La baisse des exportations, la fermeture des marchés, des commerces et de la restauration ont porté un coup d’arrêt à nos ventes. La GMS qui pèse pour moitié des ventes d’huîtres en France a tout d’abord fermé ses rayons marée et les huîtres ne sont pas présentes dans les drives.

Les entreprises ostréicoles, déjà fragilisées par les mouvements sociaux et les fermetures de zone qui ne sont pas de leur fait, sont prises à la gorge sans perspective de retour à la normal avant plusieurs années, c'est-à-dire au moins un cycle de production, qui rappelons-le, dure 3 à 4 ans.

Les aides et dispositions pour les entreprises évoquées par le gouvernement sont une bonne chose. Cependant, ces aides ne répondent pas entièrement à nos spécificités.

Nous avons besoin de mesures fortes pour répondre à cet état d’urgence. L’une d’entre elle pourrait être de convenir avec les distributeurs et les courtiers de geler les prix d’achat aux producteurs jusqu’à la fin de l’année afin d’éviter une dramatique dépréciation des stocks. Nous leur demandons qu’ils agissent en partenaires et qu’ils soutiennent véritablement notre filière.

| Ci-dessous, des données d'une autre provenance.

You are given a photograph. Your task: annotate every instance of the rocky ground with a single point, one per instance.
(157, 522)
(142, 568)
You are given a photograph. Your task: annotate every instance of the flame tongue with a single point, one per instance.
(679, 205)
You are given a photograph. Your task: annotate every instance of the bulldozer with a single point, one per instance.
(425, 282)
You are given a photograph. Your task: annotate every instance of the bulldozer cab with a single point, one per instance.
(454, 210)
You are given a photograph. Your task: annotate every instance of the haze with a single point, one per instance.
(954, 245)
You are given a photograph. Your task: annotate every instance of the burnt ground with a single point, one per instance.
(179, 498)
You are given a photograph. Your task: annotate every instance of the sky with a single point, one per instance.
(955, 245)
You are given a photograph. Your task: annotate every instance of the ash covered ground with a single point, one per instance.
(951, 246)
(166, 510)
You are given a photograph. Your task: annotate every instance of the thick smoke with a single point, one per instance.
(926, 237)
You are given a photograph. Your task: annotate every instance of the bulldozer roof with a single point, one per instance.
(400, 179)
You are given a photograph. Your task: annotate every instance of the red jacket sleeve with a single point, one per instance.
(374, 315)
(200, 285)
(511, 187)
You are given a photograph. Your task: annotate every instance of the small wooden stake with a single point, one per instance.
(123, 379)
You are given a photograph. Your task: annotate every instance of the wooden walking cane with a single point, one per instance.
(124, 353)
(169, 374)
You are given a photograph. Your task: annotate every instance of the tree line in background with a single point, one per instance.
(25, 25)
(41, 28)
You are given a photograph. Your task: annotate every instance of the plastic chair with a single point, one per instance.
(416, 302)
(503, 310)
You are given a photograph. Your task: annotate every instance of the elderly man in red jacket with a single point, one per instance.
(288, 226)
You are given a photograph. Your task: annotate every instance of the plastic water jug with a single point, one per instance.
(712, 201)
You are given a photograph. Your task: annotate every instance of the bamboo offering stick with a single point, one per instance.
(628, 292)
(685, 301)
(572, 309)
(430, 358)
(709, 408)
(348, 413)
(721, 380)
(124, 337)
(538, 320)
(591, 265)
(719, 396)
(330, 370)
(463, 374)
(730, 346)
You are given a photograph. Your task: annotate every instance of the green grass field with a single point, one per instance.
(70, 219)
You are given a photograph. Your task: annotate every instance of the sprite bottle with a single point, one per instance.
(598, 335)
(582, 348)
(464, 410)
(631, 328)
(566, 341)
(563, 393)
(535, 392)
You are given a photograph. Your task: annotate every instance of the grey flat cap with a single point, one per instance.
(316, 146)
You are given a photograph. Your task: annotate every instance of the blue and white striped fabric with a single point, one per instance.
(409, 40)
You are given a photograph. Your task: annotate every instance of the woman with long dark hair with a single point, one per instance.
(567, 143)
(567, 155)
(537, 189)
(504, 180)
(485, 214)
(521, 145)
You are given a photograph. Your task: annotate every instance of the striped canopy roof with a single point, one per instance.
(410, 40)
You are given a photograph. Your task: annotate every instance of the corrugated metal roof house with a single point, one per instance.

Afin de répondre au surstockage qui s’impose à nous, les professionnels ont besoin que les règles qui régissent les parcs de réserves, temporaires ou non, soient assouplies. Il nous faut des solutions de financement pour que nous puissions nous munir de tables et de poches pour stocker nos cheptels dans les meilleures conditions en termes de qualité et de prévention d’épizootie.

Notre syndicat demande que les Cotisations Professionnelles Obligatoires et autres redevances soient, à minima, reportées, sinon annulées, afin de soulager les entreprises.

Il faudrait ensuite préparer dès maintenant une communication importante pour qu’à la sortie du confinement les consommateurs soient au rendez-vous. Pour cela nous avons besoin de tous les soutiens régionaux et nationaux. Une coordination de communication nationale doit être mise en place avec l’abondement du CRC normand.

Au niveau normand, il faut arriver à la reconnaissance de nos coquillages (IGP) et privilégier la recherche de la qualité plutôt que de la quantité. Les fonds du CRC doivent être engagés à plein pour soutenir la mise en marché de nos produits.

Enfin, les mesures d’urgences doivent être définies en concertation avec l’ensemble des élus du CRC au minimum ou avec l’ensemble des professionnels le cas échéant. Pour cela il faut pouvoir s’assurer que l’information arrive bien jusqu’aux personnes concernées surtout si un vote est nécessaire.